A Report on Non-Ionizing Radiation

WiFi: Microwave News Article Archive (2004 - )

September 20, 2023

“Effect of WiFi Signal Exposure in Utero and Early Life on Neurodevelopment and Behaviors of Rats,” Environmental Science and Pollution Research, August 10, 2023.

“Prenatal WiFi exposure increased the body weight, improved the spatial memory, and learning function and induced behavioral hyperactivity of male rats.” From China.

January 4, 2023

“WiFi Related RF EMFs Promote Transposable Element Dysregulation and Genomic Instability in Drosophila melanogaster,Cells, December 13, 2022. Experiments with fruit flies exposed to 2.4 GHz WiFi radiation at an SAR of only 0.06 W/Kg point to non-thermal genotoxic effects. Implications for genomic stability, neurodegeneration and tumorigenesis unresolved. From Italy. Open access.

January 1, 2016

In August 2014, the Centers for Disease Control (CDC) issued and then rescinded precautionary advice on the use of cell phones.
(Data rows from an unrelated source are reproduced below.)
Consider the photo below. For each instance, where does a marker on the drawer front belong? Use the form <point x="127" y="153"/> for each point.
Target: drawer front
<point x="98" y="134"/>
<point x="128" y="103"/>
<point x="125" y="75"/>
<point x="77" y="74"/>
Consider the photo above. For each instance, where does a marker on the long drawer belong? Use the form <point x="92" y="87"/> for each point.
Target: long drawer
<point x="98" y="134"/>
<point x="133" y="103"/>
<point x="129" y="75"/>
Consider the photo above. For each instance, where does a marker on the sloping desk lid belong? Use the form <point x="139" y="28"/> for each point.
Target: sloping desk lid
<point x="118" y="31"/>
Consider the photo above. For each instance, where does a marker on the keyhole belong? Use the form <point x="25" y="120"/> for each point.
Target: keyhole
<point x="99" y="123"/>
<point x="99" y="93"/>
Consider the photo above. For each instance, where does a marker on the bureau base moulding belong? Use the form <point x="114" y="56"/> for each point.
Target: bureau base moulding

See our story, “CDC Calls for Caution on Cell Phones, Then Gets Cold Feet.”

Today,* Danny Hakim, an investigative reporter at the New York Times, has published a behind-the-scenes look at what was going on at the time, based on more than 500 pages of CDC internal documents, including e-mails, together with follow-up interviews. His story,...

March 20, 2015

The New York Times went into damage control mode yesterday after Nick Bilton, a tech columnist and a rising star at the newspaper, suggested that precaution is the best approach to the use of cell phones and wearable electronics.
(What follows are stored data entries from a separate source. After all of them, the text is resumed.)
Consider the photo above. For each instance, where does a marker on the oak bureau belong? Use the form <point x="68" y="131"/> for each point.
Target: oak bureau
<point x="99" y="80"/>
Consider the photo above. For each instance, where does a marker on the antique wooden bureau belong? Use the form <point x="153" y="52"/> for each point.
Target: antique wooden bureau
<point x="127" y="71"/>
No sooner had Bilton’s column hit print than Margaret Sullivan, the Times’ Public Editor, chastised Bilton for his naive analysis. (It was posted on the Web a day earlier.) Sullivan targeted the lack of “sophisticated evaluation of serious research.”

October 11, 2014

“Electric Blues: Rare Allergy Drives Tech Guru into Seclusion,” The Gleaner (Jamaica), October 11, 2014.
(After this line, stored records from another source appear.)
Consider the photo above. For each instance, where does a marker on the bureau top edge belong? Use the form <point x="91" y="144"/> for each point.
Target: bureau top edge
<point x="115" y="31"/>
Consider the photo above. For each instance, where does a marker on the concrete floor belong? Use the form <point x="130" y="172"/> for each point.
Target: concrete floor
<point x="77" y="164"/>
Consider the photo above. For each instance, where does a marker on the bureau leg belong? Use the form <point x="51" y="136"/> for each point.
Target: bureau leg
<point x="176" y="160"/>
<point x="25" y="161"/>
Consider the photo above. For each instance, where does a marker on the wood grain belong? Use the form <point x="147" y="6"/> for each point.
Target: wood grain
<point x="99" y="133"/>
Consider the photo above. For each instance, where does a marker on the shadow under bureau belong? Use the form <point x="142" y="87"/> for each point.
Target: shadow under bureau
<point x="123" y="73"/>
A story about a Jamaican software engineer who developed EM sensitvity, which he believes was brought on by a 4G WiFi modem. He is raising money to buy a low-EMF computer so that he can continue to work. Watch Joel Dean tell his story. … And in a very different climate, the Finnish press is reporting the case of a former Nokia tech who now has EHS. (Here’s a translation of the complete article.)

May 1, 2007

U.K. newspapers ran another batch of power line and WiFi stories last weekend. The BBC, the Guardian and the Times all featured items on EMFs following the formal release of the SAGE report, which presented policy options to address EMF health risks. The Daily Mail profiled Sarah Dacre and her travails with electrosensitivity. And the Independent and the Telegraph continued to focus on public anxiety over the proliferation of Wi-Fi systems, especially in schools.

December 11, 2006

Electrical sensitivity continues to be a controversial subject. But as the number of WiFi hot spots multiplies, the press is paying more attention to the possibility that it may be a real condition. A good example is Nicki Daniels’s piece, “WiFi Should We Be Worried?”, in today's London Times. Be sure to read it to the end so you don’t miss Poppy Rhodes’s case history, “I Felt Dizzy and Nauseous.”

February 11, 2005

If you are a geek and want to be a cool geek, Griffin Technology and Apple Computer have the just thing for you. The new Griffin AirBase allows you to put Apple’s Airport Express right on top of your desk instead of hidden away in the wall power socket. Once in full view, it will be, according to Griffin, “an elegant artistic statement.” The Airport Express lets you set up a WiFi hot spot so that you can move your laptop around your home (or wherever) and still be connected to the Internet and your printer. Griffin’s marketing plan isn’t based only on aesthetics: When the Airbase is up on your desk and away from a dusty corner, it will increase the effective range of the Airport Express.